Wat uw volgende vragen betreft, verwijs ik naar mijn antwoord op vraag 2311, die nog niet zo lang geleden is besproken. De RVA hanteert een strenge regeling inzake de cumulatie van premies voor loopbaanonderbreking met andere inkomsten, in die zin dat een nevenactiviteit als loontrekkende enkel mag worden gestart als ze meer dan drie maanden voor het begin van de loopbaanonderbreking aanvangt. Het betreft specifieke stelsels voor personeelsleden die om welbepaalde redenen een opdracht in het onderwijs voltijds of deeltijds willen onderbreken.

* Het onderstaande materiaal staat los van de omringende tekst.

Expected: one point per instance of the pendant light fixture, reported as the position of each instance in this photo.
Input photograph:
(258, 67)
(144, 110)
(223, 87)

De cumulatieregeling is een federale bevoegdheid en is van toepassing op heel de publieke sector.
Ik heb mijn kabinetschef, u welbekend, op 7 juni gevraagd om ook eens contact op te nemen met de federale overheid om te zien of men daar werk zou kunnen maken van een uitzondering. Hij heeft dat ook gedaan. We zullen voor de oplossing echter ook moeten kijken naar de bestaande regelgeving, denk ik. Ik heb dat al gezegd: dit zou bijvoorbeeld kunnen door een personeelslid een ander verlofstelsel te laten opnemen. Zo zou hij tijdelijk een opdracht qua uren tijdelijk onderwijs aan huis kunnen opnemen.
De vraag is gesteld of de federale overheid in een uitzondering kan voorzien, maar ik betwijfel of men dat alleen voor onderwijs zou doen. Dat zou mij enigszins verbazen. We proberen dus ook te kijken om een oplossing te vinden binnen de bestaande regelgeving.
De heer De Meyer heeft het woord.
Minister, u herhaalt dat de problematiek regioverschillend is. Dat is uiteraard zo, maar in sommige regio’s wordt men er wel sterk mee geconfronteerd. Mijn fundamentele vraag is om de oplossing die u enkele weken geleden gesuggereerd hebt voor tijdelijk onderwijs aan huis voor zieke leerlingen, ruimer te bekijken, ook voor kleuter- en basisonderwijs. U hebt toen verwezen naar overleg met de federale overheid. U bevestigt dat hier. Maar u hebt ook de piste gegeven om, als dat niet lukt, zelf naar andere mogelijkheden uit te kijken. Aan dat engagement wil ik u uiteraard herinneren, om dat ook algemeen te doen voor basisonderwijs en kleuteronderwijs.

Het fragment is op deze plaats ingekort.